I think I’ve been putting off writing about this film as quite frankly I’m not sure I wanted to revisit it.
Not because I think it’s a bad film. It’s just that the very thought of it gives me the creeping, screaming heebie jeebies.
As a film it’s an intriguing, fascinating, inspiring piece of work and I don’t know if I ever want to see it again.
For weeks after watching it I had unsettled, nightmarish dreams. I can’t remember where or find it again but I read a discussion about the film that said something along the lines of “some pieces of culture are the thing that they purport to be about”. This is a film about evil and it feels like it is that thing.

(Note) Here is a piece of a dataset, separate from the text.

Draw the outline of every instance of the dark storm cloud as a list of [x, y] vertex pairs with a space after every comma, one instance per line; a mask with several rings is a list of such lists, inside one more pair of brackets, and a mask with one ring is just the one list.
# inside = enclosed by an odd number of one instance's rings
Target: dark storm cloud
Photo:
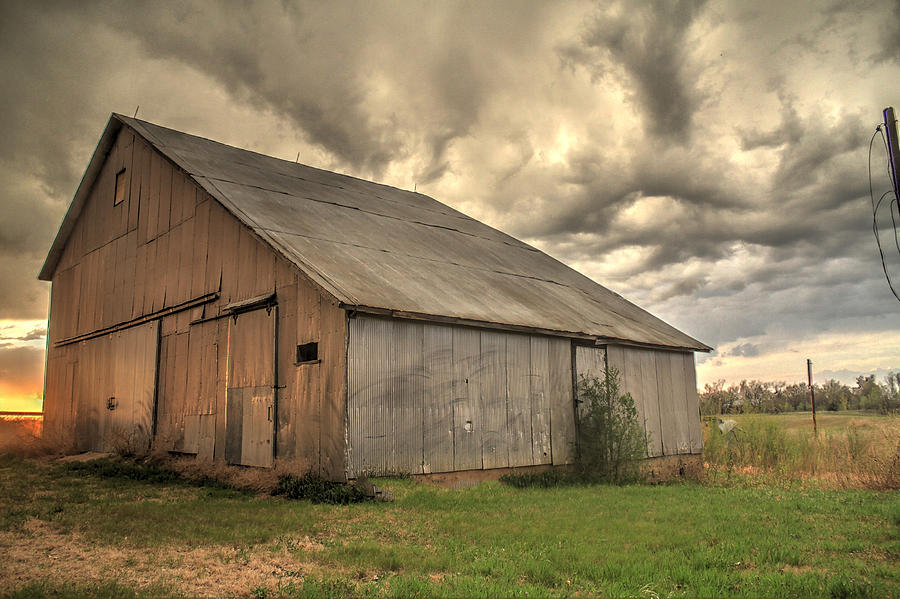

I’ve picked up/sought out it’s physical vessel all kinds of times in library sales, in the last remaining emporiums of music and film on the high street, in the ether and so on but I won’t or can’t have it in the house. I don’t want it sat on my shelves.
In large part the world it represents, though about the lives of somewhat shady mercenaries, is presented in an every day, kitchen sink like way. It doesn’t feel like an esoteric otherly world. People are having dinner, a couple argues about money. But something else lurks and creeps in. A symbol is scratched behind a mirror. A descent begins and… well, even writing about it with a good distance I feel uncomfortable.
I don’t want to give too much away but in many ways this felt like the true sequel to The Wickerman, not The Wicker Tree. More in keeping with the themes of that film but through a modern day filter of a corruption that feels total and also curiously banal.
Mr Wheatley, you’ve made a fine piece of culture here. You’ve captured something indefinable. Please keep it out of my home.
Above is the limited edition screen print poster for Kill List by Iron Jaiden, released by blink-and-you’ll-miss-them poster reimagining house Mondo.